Of course, one can brush off the Times as being only a little more reliable than the World Weekly News. When they start reporting on Bat Boy, let me know. I am, however, disappointed with the study's primary author, Susan Sorenson. I know Dr. Sorenson. And while we may not agree on firearms policy, I would have hoped for better. The study is sloppy and the results misleading. The study compared dealer behavior across jurisdictions. What's shady for one dealer may be perfectly legal for another. And in most cases, the dealers were asked if they would be willing to make legal transactions. (What a shocker; they were willing to do so!) Larger samples chosen on a per jurisdiction basis would have been revealing. Also, though I don't know what difference this would make, the study limited calls to dealers in large cities with more than 10 dealers. Los Angeles is mentioned as just such a large city, but there aren't 10 dealers in the city limits. Thus L.A. dealers should have been excluded. Should the handful of dealers in the nation's 2nd largest city have been included? Perhaps so, but the paper doesn't make it clear if they were or weren't.

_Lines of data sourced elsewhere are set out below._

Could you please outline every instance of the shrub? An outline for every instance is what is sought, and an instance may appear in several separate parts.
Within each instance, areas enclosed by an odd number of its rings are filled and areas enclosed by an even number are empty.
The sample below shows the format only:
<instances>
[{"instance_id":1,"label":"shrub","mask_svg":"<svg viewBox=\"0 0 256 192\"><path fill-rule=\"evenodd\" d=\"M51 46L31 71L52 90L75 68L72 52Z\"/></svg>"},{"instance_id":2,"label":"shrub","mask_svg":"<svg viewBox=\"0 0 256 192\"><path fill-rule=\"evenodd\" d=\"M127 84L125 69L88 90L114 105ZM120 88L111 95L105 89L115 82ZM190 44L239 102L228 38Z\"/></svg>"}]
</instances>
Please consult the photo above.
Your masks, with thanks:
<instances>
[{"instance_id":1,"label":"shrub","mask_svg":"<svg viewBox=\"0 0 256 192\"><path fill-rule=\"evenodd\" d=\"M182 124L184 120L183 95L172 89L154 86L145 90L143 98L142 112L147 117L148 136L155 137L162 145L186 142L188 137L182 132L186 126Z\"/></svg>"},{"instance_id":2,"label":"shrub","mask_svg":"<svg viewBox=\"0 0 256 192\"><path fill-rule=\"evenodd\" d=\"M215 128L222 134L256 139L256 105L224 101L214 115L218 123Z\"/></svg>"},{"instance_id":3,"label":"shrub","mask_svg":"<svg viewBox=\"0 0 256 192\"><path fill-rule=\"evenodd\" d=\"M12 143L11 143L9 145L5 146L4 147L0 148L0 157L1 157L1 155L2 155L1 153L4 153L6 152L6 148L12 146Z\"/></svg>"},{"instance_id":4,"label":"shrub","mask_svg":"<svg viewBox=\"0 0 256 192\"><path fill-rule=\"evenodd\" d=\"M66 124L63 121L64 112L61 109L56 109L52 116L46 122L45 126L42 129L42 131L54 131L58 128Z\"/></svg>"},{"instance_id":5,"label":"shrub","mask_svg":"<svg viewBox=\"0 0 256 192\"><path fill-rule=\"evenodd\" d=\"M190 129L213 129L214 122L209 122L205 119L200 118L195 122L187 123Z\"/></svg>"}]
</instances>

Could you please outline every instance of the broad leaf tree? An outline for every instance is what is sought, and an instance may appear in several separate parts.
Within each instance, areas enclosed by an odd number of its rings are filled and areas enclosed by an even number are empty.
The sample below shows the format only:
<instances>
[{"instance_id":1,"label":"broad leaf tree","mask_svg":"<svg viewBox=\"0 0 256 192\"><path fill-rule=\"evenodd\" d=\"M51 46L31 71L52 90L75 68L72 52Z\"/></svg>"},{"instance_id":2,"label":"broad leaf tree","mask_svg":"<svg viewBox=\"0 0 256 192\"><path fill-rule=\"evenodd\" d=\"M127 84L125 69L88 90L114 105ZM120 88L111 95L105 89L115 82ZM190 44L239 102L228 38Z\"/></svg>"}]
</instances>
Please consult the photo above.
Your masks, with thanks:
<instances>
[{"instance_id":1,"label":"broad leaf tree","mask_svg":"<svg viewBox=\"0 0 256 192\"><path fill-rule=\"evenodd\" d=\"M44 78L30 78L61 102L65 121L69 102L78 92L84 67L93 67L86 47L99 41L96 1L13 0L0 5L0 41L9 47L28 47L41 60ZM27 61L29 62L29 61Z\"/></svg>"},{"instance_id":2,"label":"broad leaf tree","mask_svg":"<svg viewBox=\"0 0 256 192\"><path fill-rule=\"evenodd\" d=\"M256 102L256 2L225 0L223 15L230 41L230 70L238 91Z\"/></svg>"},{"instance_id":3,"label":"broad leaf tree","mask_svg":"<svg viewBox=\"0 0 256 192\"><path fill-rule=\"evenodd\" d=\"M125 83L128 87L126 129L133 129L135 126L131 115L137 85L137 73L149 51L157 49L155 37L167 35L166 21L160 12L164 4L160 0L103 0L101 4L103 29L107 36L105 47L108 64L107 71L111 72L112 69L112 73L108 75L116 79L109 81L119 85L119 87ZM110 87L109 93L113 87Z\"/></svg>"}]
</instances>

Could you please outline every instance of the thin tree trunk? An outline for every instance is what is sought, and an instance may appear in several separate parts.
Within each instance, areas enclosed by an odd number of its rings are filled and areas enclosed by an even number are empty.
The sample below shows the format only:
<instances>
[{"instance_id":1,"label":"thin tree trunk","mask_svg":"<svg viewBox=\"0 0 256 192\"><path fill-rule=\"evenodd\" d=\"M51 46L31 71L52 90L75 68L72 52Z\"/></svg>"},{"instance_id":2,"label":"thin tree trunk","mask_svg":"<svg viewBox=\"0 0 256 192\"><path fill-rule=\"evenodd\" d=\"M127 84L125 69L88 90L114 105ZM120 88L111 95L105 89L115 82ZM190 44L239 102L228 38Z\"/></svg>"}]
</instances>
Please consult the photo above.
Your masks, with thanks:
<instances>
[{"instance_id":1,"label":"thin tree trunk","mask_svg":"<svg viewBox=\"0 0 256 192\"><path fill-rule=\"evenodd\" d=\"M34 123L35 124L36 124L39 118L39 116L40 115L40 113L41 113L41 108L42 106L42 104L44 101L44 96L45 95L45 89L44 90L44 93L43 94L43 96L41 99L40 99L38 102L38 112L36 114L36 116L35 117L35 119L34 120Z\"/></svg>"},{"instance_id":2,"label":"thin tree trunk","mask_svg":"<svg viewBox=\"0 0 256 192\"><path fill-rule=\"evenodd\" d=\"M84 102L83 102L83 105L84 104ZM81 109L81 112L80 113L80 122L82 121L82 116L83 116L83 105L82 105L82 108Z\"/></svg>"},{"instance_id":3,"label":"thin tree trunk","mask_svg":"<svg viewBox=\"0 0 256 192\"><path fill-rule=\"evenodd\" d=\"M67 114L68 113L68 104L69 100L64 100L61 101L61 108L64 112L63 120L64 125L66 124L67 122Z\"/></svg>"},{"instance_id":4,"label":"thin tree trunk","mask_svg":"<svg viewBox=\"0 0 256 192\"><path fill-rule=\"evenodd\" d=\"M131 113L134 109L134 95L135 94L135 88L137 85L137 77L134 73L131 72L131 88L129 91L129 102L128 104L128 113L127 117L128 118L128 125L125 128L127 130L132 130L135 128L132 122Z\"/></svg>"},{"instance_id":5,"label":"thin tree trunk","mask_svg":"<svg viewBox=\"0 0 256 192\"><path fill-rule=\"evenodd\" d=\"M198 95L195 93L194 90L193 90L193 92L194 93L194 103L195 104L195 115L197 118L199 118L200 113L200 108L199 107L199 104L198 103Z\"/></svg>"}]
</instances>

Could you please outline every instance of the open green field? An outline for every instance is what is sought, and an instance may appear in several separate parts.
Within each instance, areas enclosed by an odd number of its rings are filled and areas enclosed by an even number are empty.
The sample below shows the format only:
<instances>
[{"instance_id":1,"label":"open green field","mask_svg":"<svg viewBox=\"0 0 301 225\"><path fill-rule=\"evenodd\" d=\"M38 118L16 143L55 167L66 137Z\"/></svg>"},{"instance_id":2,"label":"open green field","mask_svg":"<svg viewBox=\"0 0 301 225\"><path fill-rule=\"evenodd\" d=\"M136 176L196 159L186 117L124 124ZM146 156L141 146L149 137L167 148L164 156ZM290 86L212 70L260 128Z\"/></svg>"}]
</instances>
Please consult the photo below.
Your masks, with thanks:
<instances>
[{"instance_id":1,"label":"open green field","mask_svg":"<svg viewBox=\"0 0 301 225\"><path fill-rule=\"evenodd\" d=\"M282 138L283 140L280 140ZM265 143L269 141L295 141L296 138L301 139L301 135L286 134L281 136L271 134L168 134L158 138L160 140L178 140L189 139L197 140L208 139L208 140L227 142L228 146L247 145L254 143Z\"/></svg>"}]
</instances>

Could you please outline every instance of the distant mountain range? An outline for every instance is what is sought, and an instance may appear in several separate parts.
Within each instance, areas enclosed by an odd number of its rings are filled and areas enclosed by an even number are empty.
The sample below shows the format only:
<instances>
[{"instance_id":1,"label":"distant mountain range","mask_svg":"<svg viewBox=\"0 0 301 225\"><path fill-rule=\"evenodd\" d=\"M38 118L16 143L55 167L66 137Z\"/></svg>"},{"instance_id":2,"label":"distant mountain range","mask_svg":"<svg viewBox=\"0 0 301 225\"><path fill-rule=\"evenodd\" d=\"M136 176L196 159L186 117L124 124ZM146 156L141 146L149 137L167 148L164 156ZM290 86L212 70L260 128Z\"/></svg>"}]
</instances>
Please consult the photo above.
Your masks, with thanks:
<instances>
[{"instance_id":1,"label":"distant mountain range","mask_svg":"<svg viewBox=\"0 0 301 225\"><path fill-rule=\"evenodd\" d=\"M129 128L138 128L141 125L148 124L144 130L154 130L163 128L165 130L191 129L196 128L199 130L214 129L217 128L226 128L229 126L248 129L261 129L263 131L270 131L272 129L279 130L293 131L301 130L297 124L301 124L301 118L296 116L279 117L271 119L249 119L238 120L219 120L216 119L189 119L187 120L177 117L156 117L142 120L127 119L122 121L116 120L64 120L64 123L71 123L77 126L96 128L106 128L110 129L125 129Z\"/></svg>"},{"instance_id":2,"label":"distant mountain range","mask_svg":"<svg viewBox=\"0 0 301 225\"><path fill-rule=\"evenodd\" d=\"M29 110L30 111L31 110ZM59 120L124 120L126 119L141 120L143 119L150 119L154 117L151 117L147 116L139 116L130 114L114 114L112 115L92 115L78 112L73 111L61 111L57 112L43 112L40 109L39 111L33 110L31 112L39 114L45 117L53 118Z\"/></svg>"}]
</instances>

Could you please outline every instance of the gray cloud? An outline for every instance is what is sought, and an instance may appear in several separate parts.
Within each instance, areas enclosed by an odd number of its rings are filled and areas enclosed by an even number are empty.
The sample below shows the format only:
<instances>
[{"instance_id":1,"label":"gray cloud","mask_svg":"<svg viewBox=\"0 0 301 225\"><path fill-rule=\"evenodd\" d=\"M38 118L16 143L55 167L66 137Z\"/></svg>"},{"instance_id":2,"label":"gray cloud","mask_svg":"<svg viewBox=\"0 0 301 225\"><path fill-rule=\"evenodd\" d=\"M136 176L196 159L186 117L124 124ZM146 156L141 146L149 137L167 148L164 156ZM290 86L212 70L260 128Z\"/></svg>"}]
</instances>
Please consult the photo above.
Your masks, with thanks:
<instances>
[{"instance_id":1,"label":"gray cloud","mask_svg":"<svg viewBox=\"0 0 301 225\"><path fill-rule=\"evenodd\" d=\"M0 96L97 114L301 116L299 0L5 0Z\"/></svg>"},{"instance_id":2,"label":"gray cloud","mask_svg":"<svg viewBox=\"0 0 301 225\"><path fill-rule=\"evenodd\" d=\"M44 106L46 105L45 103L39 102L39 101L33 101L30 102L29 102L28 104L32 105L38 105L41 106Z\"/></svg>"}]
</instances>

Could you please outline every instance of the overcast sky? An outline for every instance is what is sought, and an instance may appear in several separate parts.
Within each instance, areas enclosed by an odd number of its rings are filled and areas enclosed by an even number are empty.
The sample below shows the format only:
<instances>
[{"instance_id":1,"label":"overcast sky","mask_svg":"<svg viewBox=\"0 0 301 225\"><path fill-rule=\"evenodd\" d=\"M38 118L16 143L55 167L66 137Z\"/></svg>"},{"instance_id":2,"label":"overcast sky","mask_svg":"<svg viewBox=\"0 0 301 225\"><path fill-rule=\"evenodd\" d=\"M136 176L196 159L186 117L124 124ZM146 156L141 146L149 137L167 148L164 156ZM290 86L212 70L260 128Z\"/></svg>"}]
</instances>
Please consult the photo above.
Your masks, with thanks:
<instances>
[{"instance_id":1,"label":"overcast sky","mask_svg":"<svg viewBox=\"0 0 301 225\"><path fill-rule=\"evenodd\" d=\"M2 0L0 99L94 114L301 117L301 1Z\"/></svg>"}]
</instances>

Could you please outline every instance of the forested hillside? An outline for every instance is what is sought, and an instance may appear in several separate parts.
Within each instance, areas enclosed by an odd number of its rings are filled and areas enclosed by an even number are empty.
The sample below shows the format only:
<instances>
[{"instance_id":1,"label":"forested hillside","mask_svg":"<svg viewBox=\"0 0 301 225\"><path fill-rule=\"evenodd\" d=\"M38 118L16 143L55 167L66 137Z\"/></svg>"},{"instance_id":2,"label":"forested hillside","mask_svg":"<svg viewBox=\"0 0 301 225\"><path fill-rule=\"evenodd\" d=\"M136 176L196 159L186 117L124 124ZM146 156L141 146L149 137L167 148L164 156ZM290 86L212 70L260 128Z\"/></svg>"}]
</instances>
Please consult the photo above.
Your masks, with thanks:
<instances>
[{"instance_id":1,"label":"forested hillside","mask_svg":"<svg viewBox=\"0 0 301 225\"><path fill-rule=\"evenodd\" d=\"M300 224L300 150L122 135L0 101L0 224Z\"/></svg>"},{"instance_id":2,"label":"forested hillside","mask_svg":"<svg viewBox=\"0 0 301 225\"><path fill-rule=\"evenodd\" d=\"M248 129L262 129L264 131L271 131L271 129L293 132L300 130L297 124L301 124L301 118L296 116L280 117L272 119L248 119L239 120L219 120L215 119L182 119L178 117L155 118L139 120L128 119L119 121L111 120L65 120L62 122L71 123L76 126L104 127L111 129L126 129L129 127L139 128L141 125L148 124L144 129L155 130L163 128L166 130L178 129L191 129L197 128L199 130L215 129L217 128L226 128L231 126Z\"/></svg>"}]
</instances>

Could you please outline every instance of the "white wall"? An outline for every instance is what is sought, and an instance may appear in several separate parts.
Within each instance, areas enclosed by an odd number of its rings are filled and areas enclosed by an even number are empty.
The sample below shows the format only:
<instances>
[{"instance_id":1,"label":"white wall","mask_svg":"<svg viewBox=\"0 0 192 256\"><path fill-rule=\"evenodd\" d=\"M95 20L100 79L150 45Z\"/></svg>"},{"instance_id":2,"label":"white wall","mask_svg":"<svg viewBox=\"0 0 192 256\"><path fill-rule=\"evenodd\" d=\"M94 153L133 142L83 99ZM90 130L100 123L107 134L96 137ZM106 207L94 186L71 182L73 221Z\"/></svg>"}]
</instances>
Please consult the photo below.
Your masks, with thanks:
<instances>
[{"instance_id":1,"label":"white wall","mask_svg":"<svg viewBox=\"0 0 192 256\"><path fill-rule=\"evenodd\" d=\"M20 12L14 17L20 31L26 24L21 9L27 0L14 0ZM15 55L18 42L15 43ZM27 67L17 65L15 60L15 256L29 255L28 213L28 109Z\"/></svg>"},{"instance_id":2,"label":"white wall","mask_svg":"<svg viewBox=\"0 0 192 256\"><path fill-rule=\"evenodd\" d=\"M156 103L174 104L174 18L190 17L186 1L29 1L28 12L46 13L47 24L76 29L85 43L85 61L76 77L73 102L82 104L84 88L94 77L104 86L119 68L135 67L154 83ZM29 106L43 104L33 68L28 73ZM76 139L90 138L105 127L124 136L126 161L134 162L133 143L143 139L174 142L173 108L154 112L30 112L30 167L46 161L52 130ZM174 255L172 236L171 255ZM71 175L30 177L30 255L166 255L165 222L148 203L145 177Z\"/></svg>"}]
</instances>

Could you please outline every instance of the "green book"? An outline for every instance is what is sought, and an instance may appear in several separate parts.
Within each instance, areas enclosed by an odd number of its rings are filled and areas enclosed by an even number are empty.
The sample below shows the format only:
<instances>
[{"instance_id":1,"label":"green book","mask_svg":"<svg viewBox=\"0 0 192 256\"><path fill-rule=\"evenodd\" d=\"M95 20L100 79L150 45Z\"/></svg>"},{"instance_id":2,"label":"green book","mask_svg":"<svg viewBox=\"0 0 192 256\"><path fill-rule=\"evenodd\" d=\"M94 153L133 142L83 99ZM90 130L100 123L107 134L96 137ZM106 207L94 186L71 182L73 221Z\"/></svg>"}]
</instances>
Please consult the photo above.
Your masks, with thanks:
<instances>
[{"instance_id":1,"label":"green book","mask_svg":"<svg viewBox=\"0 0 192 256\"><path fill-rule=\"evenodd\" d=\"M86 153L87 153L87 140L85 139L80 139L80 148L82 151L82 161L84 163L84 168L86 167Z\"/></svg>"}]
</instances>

All in all, the study confirms that gun dealers are willing to sell guns. Some, though we cannot say with any confidence how many, will sell guns illegally. In the same fashion, we can also guess that tobacco dealers will sell cigarettes; and that some small percentage will sell to minors. In short, some part of any population, like the population of gun dealers or tobacco dealers, will break the law. Most, however, do not. The study's claim that a Federal gun registry would solve the problem is unwarranted. Tracking transactions between law-abiding parties will not do anything to affect the behavior of those who break the law.